[theora-dev] Video encoded using libtheora-1.1.1 and libogg-1.1.4 plays too fast...
Timothy B. Terriberry
tterribe at email.unc.edu
Thu Feb 11 07:54:01 PST 2010
Id Kong wrote:
> Incidentally, encoder_example.c does not do this. If I'm reading the
> code right, there is only one call to ogg_stream_pageout() for every
> loop of th_encode_packetout() and ogg_stream_packetin() calls.

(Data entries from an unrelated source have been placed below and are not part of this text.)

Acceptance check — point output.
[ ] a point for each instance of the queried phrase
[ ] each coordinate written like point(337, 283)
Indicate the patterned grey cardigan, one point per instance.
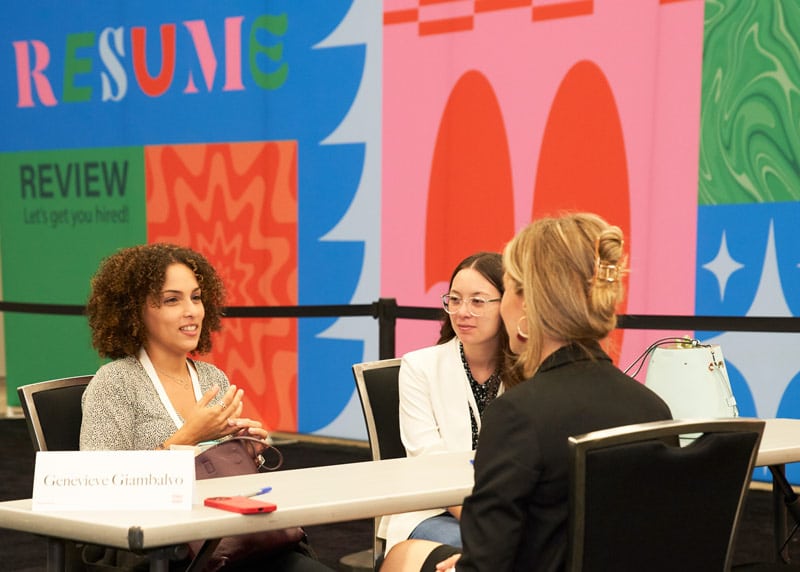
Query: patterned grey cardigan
point(123, 411)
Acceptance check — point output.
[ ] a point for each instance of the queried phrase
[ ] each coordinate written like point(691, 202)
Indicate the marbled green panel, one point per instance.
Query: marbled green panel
point(750, 114)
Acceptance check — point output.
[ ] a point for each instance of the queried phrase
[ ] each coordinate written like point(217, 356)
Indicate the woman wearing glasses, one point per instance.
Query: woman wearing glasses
point(445, 388)
point(563, 286)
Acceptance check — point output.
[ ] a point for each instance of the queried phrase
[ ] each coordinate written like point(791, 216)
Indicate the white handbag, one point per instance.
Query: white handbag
point(693, 380)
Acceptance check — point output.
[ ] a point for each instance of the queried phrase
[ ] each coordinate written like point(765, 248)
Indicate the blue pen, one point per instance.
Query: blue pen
point(263, 491)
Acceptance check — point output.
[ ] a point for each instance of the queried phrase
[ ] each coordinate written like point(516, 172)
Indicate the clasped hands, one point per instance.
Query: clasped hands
point(207, 422)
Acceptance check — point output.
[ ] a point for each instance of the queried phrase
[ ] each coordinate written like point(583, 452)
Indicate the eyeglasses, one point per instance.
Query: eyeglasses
point(475, 305)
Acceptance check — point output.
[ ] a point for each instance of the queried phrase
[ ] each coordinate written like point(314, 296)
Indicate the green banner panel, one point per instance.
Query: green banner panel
point(61, 212)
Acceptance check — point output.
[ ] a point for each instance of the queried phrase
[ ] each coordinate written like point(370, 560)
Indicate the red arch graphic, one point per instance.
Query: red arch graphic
point(582, 162)
point(470, 202)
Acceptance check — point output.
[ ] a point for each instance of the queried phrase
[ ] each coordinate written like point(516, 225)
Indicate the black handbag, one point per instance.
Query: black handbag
point(243, 456)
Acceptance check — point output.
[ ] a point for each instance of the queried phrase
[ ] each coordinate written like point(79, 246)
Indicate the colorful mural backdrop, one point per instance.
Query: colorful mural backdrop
point(748, 246)
point(239, 128)
point(328, 152)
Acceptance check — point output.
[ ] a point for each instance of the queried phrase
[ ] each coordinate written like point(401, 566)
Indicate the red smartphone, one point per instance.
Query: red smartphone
point(242, 505)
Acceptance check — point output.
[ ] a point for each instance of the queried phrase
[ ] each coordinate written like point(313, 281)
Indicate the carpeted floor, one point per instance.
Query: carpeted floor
point(22, 552)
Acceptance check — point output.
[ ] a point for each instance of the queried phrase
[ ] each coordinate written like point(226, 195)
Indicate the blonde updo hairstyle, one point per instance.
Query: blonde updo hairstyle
point(568, 270)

No, encoder_example is not structured like this at all. It writes pages
one at a time, because it must mux audio and video, and the pages have
to be ordered according to the times associated with their granule
positions. It loops writing one page at a time so long as there is a
page available for both streams, and only if there are no pages
available for one of the streams does it submit more data for
compression (producing more packets).
> This resulted in a slight larger file but no discernible difference in
> the movie play length. It's certainly not playing the expected duration.
> What do you think?
Since you're just compressing the same frame over and over again, what
you're likely getting is a keyframe followed by a bunch of zero-byte
packets, which is Theora's cheap way of saying "keep showing the last
frame". Some (broken) players treat these as semantically different,
however, and will end playback early when they appear at the end of a
stream. I suggest running ogginfo or oggzinfo on the file and see what
it says the real length is. You may also be interested in oggz-validate,
which can confirm that you are writing out all of the pages in the
proper order.
By the way, please do not use a constant for the stream serial number.
Multiple streams in the same file must have unique serial numbers, and
if someone later wants to concatenate multiple streams you produce, they
will have to rewrite the stream with a new serial number or (more
likely) will generate an invalid file.